田丸城跡のハゼノキ
ウルシ科/ハゼノキ
田丸城跡の本丸と二の丸の間の裏側土手には、幹周囲343cm、樹高14mの巨大なハゼノキがある。かつて、誰にも知られていなかった県内最大のこのハゼノキは、平成5年の「第17回全国育樹祭」の記念誌『郷土の樹木』ではじめて紹介された。
この木について、三重大学の武田明正先生は、鳥類などによって自然に散布された種から発芽したか、あるいは、勧業に熱心だった紀州藩が植栽を勧めたハゼノキの子孫かと記した。ハゼノキは蝋(ろう)を採取するため、栽培されたものが野生化したとされる。

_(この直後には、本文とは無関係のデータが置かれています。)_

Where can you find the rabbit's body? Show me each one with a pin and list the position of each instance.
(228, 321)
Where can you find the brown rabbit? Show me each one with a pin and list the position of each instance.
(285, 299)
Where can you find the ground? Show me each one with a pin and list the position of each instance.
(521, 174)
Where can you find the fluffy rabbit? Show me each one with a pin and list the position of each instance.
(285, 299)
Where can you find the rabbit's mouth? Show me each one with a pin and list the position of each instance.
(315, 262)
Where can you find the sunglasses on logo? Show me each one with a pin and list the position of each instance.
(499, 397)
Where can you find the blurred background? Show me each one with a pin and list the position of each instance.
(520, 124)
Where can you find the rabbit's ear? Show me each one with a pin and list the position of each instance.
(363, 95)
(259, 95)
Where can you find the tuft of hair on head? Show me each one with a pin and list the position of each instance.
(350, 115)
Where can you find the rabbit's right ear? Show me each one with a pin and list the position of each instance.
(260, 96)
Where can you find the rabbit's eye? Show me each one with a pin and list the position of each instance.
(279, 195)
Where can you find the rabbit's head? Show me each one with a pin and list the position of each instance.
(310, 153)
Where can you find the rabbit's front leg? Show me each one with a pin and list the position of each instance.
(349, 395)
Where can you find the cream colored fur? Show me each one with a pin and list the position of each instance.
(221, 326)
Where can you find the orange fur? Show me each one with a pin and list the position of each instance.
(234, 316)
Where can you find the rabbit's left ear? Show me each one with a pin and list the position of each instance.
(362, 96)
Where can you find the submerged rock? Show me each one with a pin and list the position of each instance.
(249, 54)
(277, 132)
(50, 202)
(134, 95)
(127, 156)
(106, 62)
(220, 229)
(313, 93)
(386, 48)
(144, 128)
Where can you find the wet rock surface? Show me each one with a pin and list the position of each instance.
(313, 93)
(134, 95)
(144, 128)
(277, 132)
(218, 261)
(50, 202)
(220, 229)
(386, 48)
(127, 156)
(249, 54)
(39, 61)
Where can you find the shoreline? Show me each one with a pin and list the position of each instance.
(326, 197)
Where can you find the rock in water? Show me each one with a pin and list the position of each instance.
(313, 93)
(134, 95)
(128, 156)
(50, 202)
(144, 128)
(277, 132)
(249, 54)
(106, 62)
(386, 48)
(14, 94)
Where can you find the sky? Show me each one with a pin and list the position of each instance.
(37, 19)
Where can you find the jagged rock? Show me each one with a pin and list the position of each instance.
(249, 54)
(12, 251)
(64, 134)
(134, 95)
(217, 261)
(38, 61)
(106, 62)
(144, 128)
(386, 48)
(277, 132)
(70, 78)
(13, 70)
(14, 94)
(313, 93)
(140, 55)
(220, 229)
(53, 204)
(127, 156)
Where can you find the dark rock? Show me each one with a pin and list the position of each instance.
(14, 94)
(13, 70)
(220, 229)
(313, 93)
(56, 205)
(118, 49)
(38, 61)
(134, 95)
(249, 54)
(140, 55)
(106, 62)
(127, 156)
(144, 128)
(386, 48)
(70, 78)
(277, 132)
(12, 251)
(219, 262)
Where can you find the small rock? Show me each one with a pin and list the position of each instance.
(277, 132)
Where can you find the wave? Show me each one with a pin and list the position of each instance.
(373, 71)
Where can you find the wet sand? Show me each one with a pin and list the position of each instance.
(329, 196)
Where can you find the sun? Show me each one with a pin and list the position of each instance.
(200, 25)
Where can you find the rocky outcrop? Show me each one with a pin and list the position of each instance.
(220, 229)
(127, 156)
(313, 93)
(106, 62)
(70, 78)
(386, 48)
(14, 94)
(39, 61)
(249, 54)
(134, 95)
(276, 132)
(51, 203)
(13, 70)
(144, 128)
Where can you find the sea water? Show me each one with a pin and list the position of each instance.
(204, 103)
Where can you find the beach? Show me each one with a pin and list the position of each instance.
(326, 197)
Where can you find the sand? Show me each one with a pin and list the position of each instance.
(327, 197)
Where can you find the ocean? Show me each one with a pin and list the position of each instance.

かつての田丸城は、東側に初瀬街道、南側に熊野街道が、神宮に入るところで合流する交通の要衝にある。この地は古くは玉丸山といって、延元元年(1336)、南朝側の北畠親房、顕信父子がこの地に砦を構えたのに始まる。永禄11年(1568)、 織田信長の伊勢侵攻では、北畠氏と和睦して、信長の二男信雄が北畠の養子になり、田丸城主となる。のち、裏切って北畠国司を滅ぼしてしまう。元和5年(1619)には和歌山藩領となり、明治維新まで続いた。明治4年(1871)城内の建物は取り払われている。昭和28年に県指定の史跡になった。